Players must assess surrounding risks without complete information. You need to repeat your choices with real consequences. The situation in the poker game mirrors how mistakes can be costly when you’re trading or building a company early in your career.
She believes poker would have accelerated her learning curve by shortening years of ordeals.
“I would have played more poker,” Just told CNBC senior media and technology correspondent Julia Boorstin on the latest episode of the “Changemakers” podcast. “When those experiences come together…my baseline gets even bigger,” she said.
Many men start playing poker and accumulating reps at the young age of 8 to 10, long before they start their careers.
“It limits the downside and carves out the upside in certain scenarios,” Just said. “If it was poker, they would have played it more often.”
Named to the 2025 CNBC Changemakers List.
In 2020, Just and his daughter Juliette launched the Poker Power platform to teach women and girls how to play the game and how to use the lessons from poker to succeed professionally.
In addition to poker potentially canceling out years of inevitable losses, Just says one of the most valuable lessons he learned through the game was patience. Poker requires players to wait, observe, and act strategically rather than emotionally.
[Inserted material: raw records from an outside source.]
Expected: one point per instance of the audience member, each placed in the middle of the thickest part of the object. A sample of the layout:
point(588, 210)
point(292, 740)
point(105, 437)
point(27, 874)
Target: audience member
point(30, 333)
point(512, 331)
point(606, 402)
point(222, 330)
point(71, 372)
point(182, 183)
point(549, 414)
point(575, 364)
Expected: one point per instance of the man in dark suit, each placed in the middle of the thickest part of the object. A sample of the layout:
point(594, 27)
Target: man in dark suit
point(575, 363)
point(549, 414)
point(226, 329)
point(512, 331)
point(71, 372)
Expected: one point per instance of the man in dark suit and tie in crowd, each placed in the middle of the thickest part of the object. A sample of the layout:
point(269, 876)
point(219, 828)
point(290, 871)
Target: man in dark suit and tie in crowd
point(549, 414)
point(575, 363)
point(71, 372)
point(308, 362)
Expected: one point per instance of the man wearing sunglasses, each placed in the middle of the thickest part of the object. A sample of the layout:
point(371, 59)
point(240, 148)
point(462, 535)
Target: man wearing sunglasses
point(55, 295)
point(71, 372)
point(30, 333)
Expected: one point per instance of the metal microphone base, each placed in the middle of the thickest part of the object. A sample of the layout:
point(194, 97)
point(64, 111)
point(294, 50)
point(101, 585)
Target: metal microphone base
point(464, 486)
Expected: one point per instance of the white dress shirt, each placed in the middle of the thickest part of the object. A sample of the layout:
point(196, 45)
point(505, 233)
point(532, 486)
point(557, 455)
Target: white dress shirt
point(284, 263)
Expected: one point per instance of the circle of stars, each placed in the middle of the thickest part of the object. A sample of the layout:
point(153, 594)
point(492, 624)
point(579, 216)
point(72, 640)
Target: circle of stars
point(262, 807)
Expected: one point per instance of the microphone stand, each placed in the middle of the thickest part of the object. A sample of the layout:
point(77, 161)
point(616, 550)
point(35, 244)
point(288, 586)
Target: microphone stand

This approach didn’t come naturally to her, she says, but over time she was able to learn how to utilize “the extraordinary patience it takes to be strategic.”
She says early exposure to structured risk can change career trajectories, and this learning could be especially important for women, who often plateau when it comes to taking risks, especially when it comes to money, because they aren’t trained to be comfortable with risk. “That money table is the source of power,” Just said. “And if you want to make a difference, you have to be comfortable sitting at that table,” she added.
He has no regrets about his path to becoming a successful trader and then co-founder of Peak6, a financial technology company that supports businesses essential to the financial lives of many Americans. robin hood, SoFiand Betterment. But she believes she could have achieved her goals faster and at a lower cost with the help of poker lessons that can be applied to multiple areas of her career.
“I didn’t have reps, so I had to get reps myself. So as an option trader, you get a certain type of rep. As a business builder, you get different types of reps. I always talk about this long list of failures.
We make all of our senior leaders aware of that. …It’s always there, right next to me on my desk. Just as a memory. And I think if I had been able to embed all these mistakes and knock them down sooner, I just would have been in a different place. ”
Follow and listen to this and all episodes of the podcast “CNBC Changemakers and Power Players” on Apple and Spotify.